I think the correct reproducer (as I expect) is:

import ClimaCore: Domains, Meshes, Geometry, Grids, Spaces, Topologies, Hypsography, Fields, Operators, Utilities
import ClimaComms

ENV["CLIMACOMMS_DEVICE"] = "CUDA"
using CUDA
# ENV["CLIMACOMMS_DEVICE"] = "CPU"
comms_ctx = ClimaComms.SingletonCommsContext()

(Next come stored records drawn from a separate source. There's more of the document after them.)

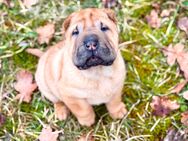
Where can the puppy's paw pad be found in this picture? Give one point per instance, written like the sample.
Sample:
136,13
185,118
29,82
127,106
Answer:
120,112
62,115
88,121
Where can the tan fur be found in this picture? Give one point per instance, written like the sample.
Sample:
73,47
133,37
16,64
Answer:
59,80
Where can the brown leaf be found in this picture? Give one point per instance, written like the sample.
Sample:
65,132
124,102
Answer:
29,3
2,119
24,85
35,51
166,12
45,33
48,135
110,3
179,87
162,106
153,19
183,24
185,95
87,137
184,118
176,135
177,53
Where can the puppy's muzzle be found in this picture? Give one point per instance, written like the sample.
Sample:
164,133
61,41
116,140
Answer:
93,52
91,42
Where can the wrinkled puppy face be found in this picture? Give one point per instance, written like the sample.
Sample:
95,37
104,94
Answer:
94,35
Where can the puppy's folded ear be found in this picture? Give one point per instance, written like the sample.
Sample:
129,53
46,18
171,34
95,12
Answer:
111,15
66,23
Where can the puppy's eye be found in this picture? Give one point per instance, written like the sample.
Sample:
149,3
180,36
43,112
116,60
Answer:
75,32
104,28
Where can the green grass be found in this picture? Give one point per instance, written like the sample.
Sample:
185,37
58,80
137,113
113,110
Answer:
148,73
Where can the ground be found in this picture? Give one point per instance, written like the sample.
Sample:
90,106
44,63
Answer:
148,73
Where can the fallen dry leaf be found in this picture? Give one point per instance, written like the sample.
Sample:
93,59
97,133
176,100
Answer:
166,12
177,53
29,3
45,33
48,135
184,118
179,87
24,85
162,106
35,51
176,135
185,95
110,3
2,119
183,24
88,137
153,19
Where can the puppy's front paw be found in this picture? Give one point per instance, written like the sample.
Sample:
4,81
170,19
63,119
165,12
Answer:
61,111
118,112
87,121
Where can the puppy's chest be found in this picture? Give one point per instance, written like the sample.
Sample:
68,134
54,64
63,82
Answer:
100,92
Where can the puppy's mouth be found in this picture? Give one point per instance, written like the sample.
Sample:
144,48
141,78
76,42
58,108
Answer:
94,61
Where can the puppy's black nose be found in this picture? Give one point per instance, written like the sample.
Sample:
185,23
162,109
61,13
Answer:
91,42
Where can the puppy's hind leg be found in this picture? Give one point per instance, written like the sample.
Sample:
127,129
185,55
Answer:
116,107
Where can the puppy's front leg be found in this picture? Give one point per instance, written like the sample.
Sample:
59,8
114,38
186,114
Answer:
116,107
81,109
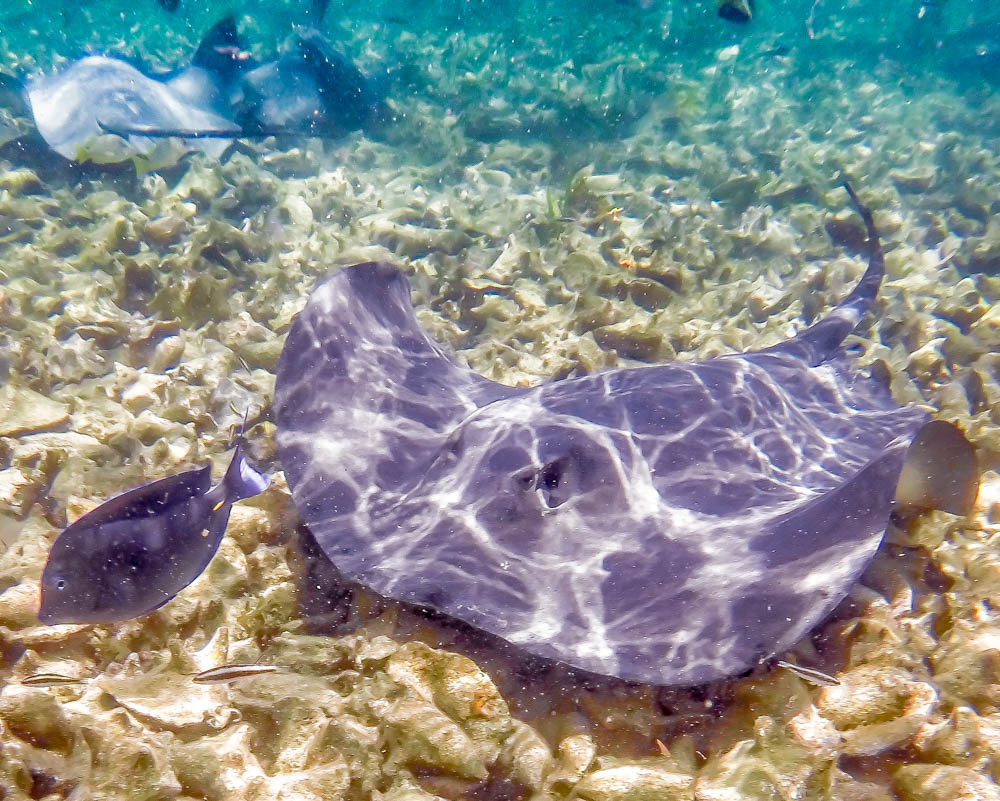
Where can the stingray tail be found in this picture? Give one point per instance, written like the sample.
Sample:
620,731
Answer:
821,341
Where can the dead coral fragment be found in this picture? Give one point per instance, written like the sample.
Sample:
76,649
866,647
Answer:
24,411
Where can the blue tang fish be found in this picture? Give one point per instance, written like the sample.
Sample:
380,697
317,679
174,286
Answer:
136,551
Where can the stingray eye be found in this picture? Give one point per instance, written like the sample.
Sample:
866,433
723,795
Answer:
525,480
554,482
550,476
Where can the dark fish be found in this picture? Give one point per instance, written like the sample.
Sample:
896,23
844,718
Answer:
311,89
136,551
238,670
672,524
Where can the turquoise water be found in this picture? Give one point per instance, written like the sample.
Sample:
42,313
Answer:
568,191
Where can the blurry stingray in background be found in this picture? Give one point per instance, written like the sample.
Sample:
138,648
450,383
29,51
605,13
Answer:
311,89
90,109
736,10
317,8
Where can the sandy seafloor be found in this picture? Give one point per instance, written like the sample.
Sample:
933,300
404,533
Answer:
556,217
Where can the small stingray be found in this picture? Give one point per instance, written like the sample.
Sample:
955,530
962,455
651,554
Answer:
672,524
101,96
136,551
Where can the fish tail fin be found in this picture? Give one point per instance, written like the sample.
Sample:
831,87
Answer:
241,480
821,341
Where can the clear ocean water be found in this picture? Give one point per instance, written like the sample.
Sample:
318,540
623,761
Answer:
568,190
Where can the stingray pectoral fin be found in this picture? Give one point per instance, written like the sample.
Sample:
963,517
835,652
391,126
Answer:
940,471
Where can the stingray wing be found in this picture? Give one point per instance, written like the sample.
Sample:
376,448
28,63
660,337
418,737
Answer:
364,398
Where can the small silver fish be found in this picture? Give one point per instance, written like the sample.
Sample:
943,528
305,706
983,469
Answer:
238,670
51,680
817,677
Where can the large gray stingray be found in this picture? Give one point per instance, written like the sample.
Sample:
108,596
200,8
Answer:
671,524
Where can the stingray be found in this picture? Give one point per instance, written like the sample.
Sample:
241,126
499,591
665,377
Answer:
670,524
86,108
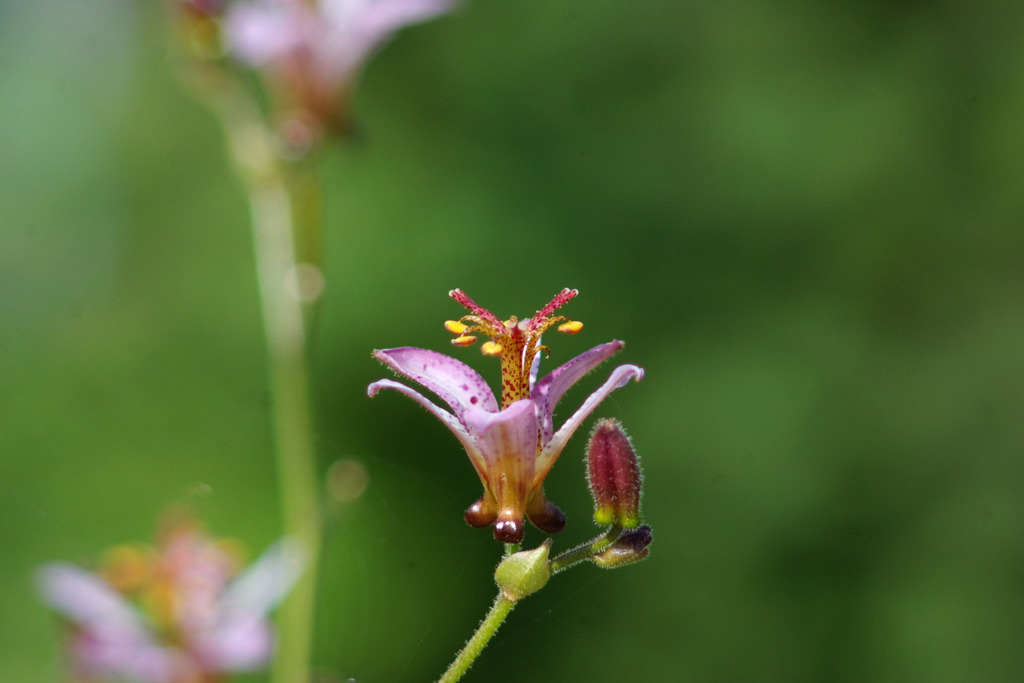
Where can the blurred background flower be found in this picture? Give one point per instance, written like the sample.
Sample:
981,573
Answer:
804,217
180,612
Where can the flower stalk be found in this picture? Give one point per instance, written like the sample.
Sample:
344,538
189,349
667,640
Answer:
284,201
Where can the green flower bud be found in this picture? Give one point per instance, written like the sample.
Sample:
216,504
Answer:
613,473
524,572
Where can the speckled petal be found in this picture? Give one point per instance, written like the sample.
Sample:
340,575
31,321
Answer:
510,432
621,376
549,390
453,381
508,441
453,423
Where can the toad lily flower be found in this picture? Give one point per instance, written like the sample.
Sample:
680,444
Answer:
514,445
311,51
173,614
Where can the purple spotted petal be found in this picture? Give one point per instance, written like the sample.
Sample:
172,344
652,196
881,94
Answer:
453,381
511,434
621,376
453,423
549,390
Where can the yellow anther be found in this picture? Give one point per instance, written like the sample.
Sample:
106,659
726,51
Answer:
455,327
570,328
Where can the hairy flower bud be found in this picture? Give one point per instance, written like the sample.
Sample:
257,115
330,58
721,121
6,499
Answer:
613,473
631,547
524,572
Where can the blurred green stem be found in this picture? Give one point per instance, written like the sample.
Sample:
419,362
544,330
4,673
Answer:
488,627
284,200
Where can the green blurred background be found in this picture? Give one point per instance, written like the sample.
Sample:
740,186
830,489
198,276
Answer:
804,217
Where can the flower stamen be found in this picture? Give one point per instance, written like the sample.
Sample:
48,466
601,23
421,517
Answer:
516,342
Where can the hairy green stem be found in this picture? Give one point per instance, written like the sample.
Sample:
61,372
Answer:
488,627
284,204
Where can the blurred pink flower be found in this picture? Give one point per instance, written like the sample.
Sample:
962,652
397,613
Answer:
311,51
175,614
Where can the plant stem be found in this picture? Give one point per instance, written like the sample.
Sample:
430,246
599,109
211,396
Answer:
488,627
585,551
286,235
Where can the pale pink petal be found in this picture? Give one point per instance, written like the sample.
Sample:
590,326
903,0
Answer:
374,20
513,431
258,34
620,378
244,642
468,442
549,390
265,582
453,381
113,639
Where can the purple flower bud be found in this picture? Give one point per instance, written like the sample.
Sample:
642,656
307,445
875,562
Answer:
631,547
613,473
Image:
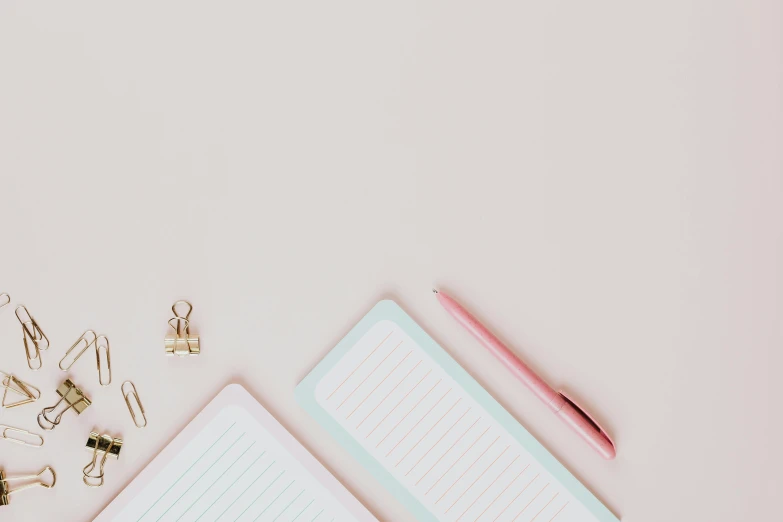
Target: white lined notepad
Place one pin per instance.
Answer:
(434, 438)
(432, 435)
(236, 469)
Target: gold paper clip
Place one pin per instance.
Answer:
(104, 345)
(86, 340)
(6, 491)
(32, 333)
(25, 389)
(73, 398)
(24, 441)
(100, 445)
(180, 342)
(133, 393)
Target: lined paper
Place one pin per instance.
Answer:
(441, 445)
(234, 470)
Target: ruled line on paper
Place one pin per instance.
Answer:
(487, 488)
(447, 451)
(528, 504)
(380, 403)
(231, 485)
(458, 460)
(368, 375)
(186, 471)
(428, 431)
(515, 498)
(200, 477)
(558, 512)
(409, 412)
(469, 468)
(218, 478)
(545, 506)
(396, 405)
(378, 385)
(501, 493)
(418, 422)
(476, 480)
(360, 365)
(438, 441)
(244, 491)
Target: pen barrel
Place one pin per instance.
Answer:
(587, 430)
(520, 370)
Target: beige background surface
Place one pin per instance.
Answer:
(601, 181)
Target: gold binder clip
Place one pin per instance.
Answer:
(19, 387)
(32, 334)
(73, 398)
(31, 439)
(6, 491)
(140, 421)
(180, 342)
(100, 445)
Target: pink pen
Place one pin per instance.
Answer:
(565, 408)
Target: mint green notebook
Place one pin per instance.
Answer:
(432, 435)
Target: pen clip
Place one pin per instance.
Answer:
(586, 415)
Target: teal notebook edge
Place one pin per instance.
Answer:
(390, 310)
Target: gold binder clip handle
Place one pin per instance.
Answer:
(99, 445)
(179, 341)
(102, 345)
(72, 397)
(31, 439)
(32, 335)
(141, 420)
(6, 491)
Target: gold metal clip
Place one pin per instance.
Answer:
(180, 342)
(73, 398)
(6, 491)
(33, 440)
(100, 445)
(25, 389)
(32, 333)
(141, 420)
(86, 340)
(102, 343)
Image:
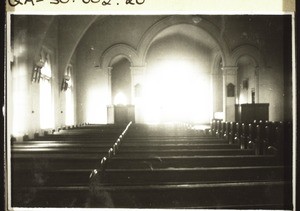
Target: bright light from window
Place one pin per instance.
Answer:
(46, 107)
(175, 91)
(19, 104)
(120, 99)
(69, 107)
(96, 112)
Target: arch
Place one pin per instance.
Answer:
(248, 50)
(207, 26)
(114, 51)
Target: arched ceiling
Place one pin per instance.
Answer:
(193, 33)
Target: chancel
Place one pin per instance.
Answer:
(150, 111)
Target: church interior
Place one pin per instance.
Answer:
(150, 111)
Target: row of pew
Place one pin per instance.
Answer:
(263, 136)
(53, 170)
(146, 166)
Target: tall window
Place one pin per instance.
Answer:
(69, 97)
(46, 104)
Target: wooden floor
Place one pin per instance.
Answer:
(152, 167)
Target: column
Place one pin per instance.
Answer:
(137, 77)
(110, 108)
(257, 69)
(229, 99)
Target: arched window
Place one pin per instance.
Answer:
(46, 103)
(69, 94)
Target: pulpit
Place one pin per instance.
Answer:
(120, 114)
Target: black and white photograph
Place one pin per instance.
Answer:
(143, 111)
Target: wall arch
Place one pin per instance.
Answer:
(114, 51)
(248, 50)
(207, 26)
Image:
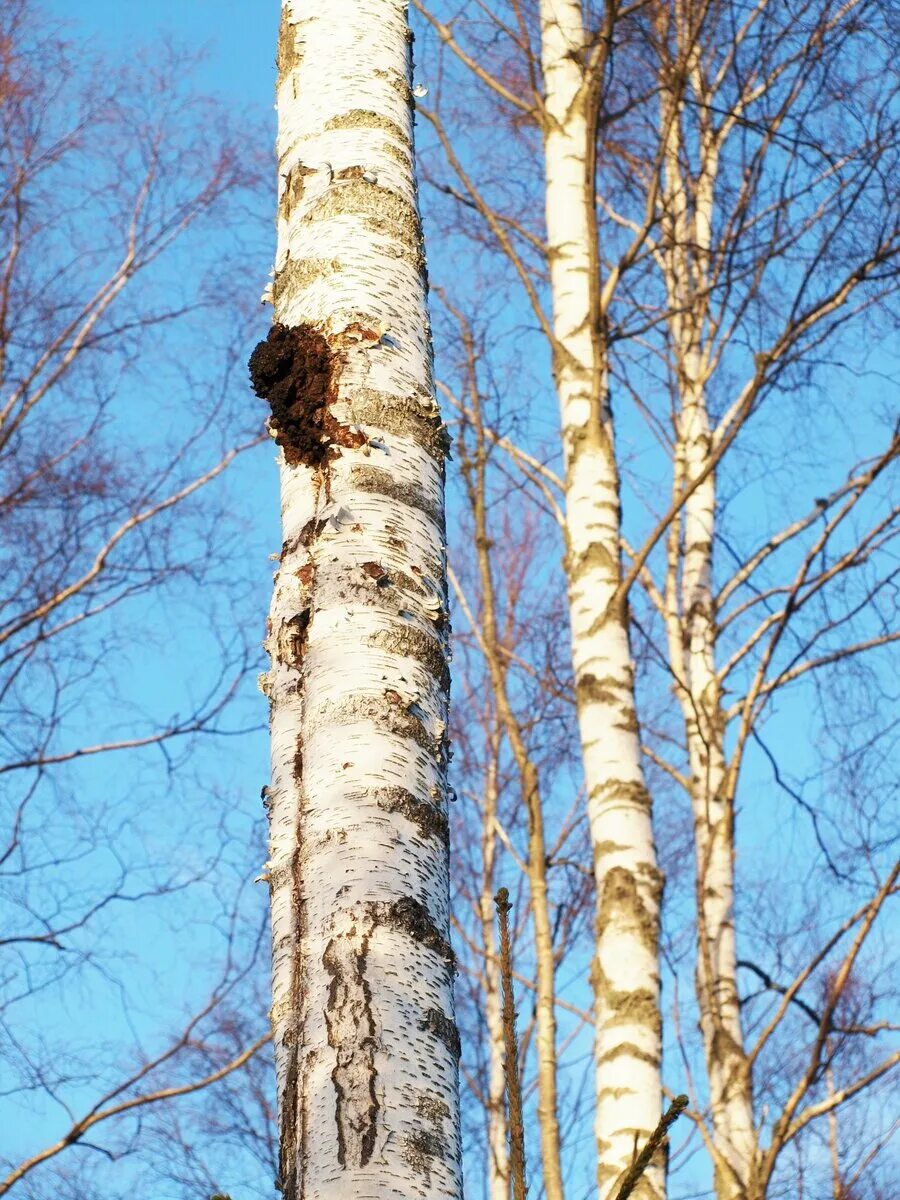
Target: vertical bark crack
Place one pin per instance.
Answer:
(352, 1035)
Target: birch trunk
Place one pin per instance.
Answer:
(688, 205)
(628, 1039)
(727, 1068)
(497, 1145)
(365, 1042)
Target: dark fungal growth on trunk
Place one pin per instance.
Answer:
(294, 371)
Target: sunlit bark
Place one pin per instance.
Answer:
(628, 880)
(366, 1047)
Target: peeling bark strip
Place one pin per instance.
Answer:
(352, 1035)
(358, 634)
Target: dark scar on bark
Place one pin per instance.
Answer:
(295, 370)
(443, 1029)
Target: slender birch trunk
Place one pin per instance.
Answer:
(727, 1068)
(365, 1042)
(497, 1145)
(688, 205)
(628, 1039)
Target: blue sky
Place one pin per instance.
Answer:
(238, 37)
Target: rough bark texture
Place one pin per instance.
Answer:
(688, 217)
(366, 1047)
(628, 1043)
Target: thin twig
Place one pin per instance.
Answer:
(655, 1140)
(514, 1086)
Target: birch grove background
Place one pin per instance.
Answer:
(663, 244)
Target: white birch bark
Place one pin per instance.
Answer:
(497, 1132)
(688, 222)
(628, 1039)
(365, 1042)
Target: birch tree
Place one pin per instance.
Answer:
(774, 229)
(365, 1041)
(562, 61)
(118, 191)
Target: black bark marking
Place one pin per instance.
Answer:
(352, 1035)
(295, 371)
(414, 919)
(427, 817)
(420, 1147)
(441, 1026)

h_domain = Domains.RectangleDomain(
    Domains.IntervalDomain(Geometry.XPoint(0.0), Geometry.XPoint(1.0); periodic = true), 
    Domains.IntervalDomain(Geometry.YPoint(0.0), Geometry.YPoint(1.0); periodic = true)
)
h_mesh = Meshes.RectilinearMesh(h_domain, 10, 10)
h_grid = Spaces.grid(Spaces.SpectralElementSpace2D(
    Topologies.DistributedTopology2D(comms_ctx, h_mesh, Topologies.spacefillingcurve(h_mesh)),
    Spaces.Quadratures.GLL{4}(),
))
z_domain = Domains.IntervalDomain(Geometry.ZPoint(0.0), Geometry.ZPoint(1.0); boundary_names = (:bottom, :top))
z_grid = Grids.FiniteDifferenceGrid(Topologies.IntervalTopology(
    comms_ctx, Meshes.IntervalMesh(z_domain, Meshes.Uniform(); nelems = 10)
))
grid = Grids.ExtrudedFiniteDifferenceGrid(h_grid, z_grid, Hypsography.Flat(); deep = false)
center_space = Spaces.CenterExtrudedFiniteDifferenceSpace(grid)
face_space = Spaces.FaceExtrudedFiniteDifferenceSpace(grid)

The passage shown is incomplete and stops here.